Haitian artist (born 1986)

Manuel Mathieu (born October 1986) is a Haitian contemporary visual artist recognized as a painter of abstract works that suggest figurative forms within ambiguous spaces. Mathieu draws from Haitian visual cultures and from Western art movements such as expressionism and existentialism. His practice weaves together formal techniques, Haitian contemporary art movements to explore phenomenologies of human relations as they relate to power dynamics, loyalty, love, nature, subjective experience, history writing.
Mathieu’s work reflects on the intersection of individual and historical identity, examining how personal histories resonate within larger socio-political contexts.

==Early life and education==

Manuel Mathieu was born Ayizan Pierre Manuel Mathieu on October 9, 1986, in Port-au-Prince, Haiti. Both his parents are Haitian and raised their children with high expectations of educational achievements. His father Philippe Mathieu is an agronomist while his mother has a Phd in psychology. He has two younger sisters that both reside in Canada.
When he was 15, he got closer to his cousin and groundbreaking Haitian artist Mario Benjamin. He often went to his house, a space full of magazines, art catalogues, and sculptures. There, at Benjamin’s house, he became acquainted with artists that influenced his own work, trailblazers such as Mona Hatoum and Clyfford Still.

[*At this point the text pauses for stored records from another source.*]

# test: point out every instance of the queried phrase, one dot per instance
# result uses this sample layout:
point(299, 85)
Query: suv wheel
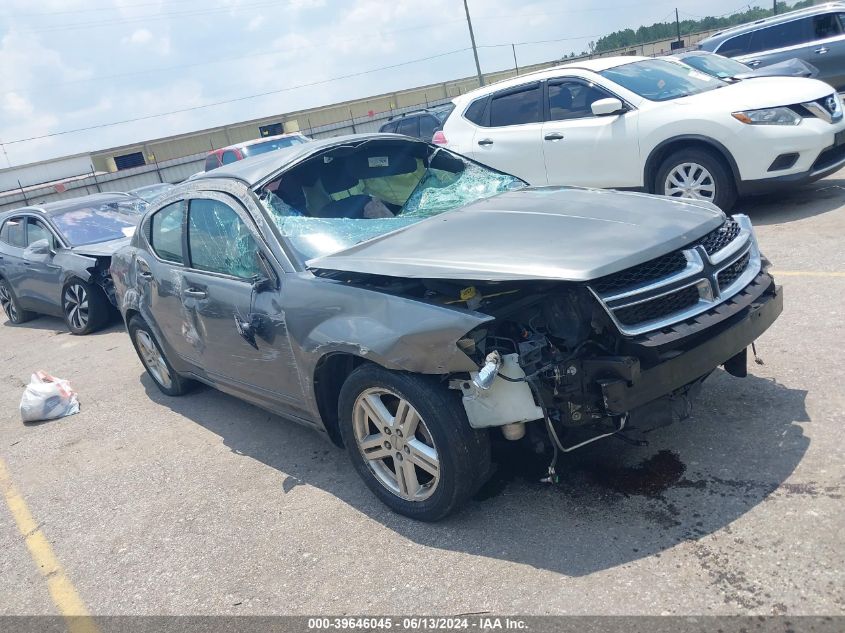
point(410, 441)
point(698, 175)
point(85, 306)
point(14, 312)
point(155, 362)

When he was 19, Mathieu moved to Quebec, into his grandmother's house who had emigrated to Canada with her children, without her husband, a colonel under Jean Claude Duvalier's dictatorial regime. His parents associated Mathieu's artistic exploration to his struggles. When he moved to Blainville, Quebec, he began painting, as well as doing photography and video art more intensely with the support of his grandmother.

In 2016, he obtained a Master of Fine Arts at Goldsmiths, University of London, England. Since his graduation, Manuel has become a sought-after artist with international representation by art galleries Pilar Corrias, in London, Hugues Charbonneau, in Montreal, and HDM gallery in Beijing, China.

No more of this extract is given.